In full satisfaction of a two-count indictment, defendant agreed to plead guilty to unlawful manufacture of methamphetamine in the third degree with the understanding that she would be sentenced to a prison term of two years — followed by one year of postrelease supervision — and that a fine would be imposed. The plea agreement also required defendant to waive her right to appeal. Defendant pleaded guilty in conformity with the plea agreement, and the matter was adjourned for sentencing. County Court thereafter imposed the contemplated prison term and, as relevant here, a $5,000 fine. This appeal ensued.

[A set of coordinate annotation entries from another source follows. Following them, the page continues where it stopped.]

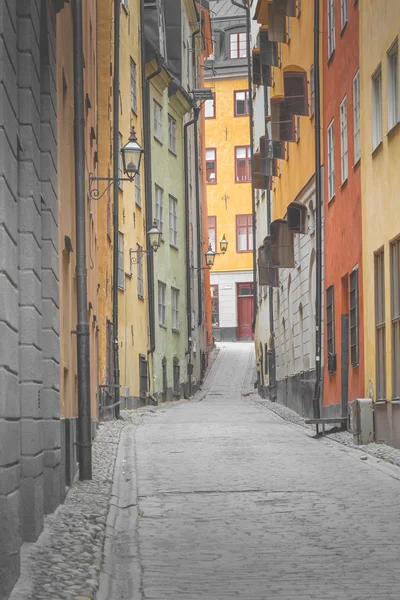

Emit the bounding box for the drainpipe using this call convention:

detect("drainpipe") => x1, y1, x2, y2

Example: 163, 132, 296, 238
231, 0, 258, 333
183, 108, 200, 396
313, 0, 322, 419
192, 29, 203, 325
113, 0, 121, 419
72, 0, 92, 480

Defendant has completed both her term of imprisonment and her period of postrelease supervision but argues that the $5,000 fine imposed as a component of her sentence is harsh and excessive. Preliminarily, defendant's challenge to the severity of the fine survives even a valid appeal waiver because the amount of the fine "was not included in the terms of the plea bargain" (People v Ortiz, 104 AD3d 1202, 1203 [2013]; see People v Hernandez, 140 AD3d 1521, 1523 [2016], lv denied 28 NY3d 971 [2016]). That said, defendant was advised that a fine was part of her plea agreement, County Court informed defendant that the maximum fine she could have faced absent such agreement was $5,000 and a review of the sentencing minutes reveals that the amount of the fine to be imposed was left to County Court's discretion (compare People v Sanchez, 164 AD3d 1545, 1547 [2018], lv denied 32 NY3d 1115 [2018]; People v Lohnes, 112 AD3d 1148, 1149 [2013]). As defendant voiced no objection to such amount at the time of sentencing, her challenge to the severity of the fine is unpreserved for our review (see People v Hernandez, 140 AD3d at 1523; People v Wingo, 103 AD3d 1036, 1037 [2013], lv denied 21 NY3d 1021 [2013]; cf. People v Mejia, 195 AD3d 1043, 1044 [2021], lv denied 37 NY3d 994 [2021]), and we decline defendant's invitation to take corrective action in the interest of justice.
Egan Jr., J.P., Lynch, Pritzker, Reynolds Fitzgerald and Colangelo, JJ., concur.
ORDERED that the judgment is affirmed.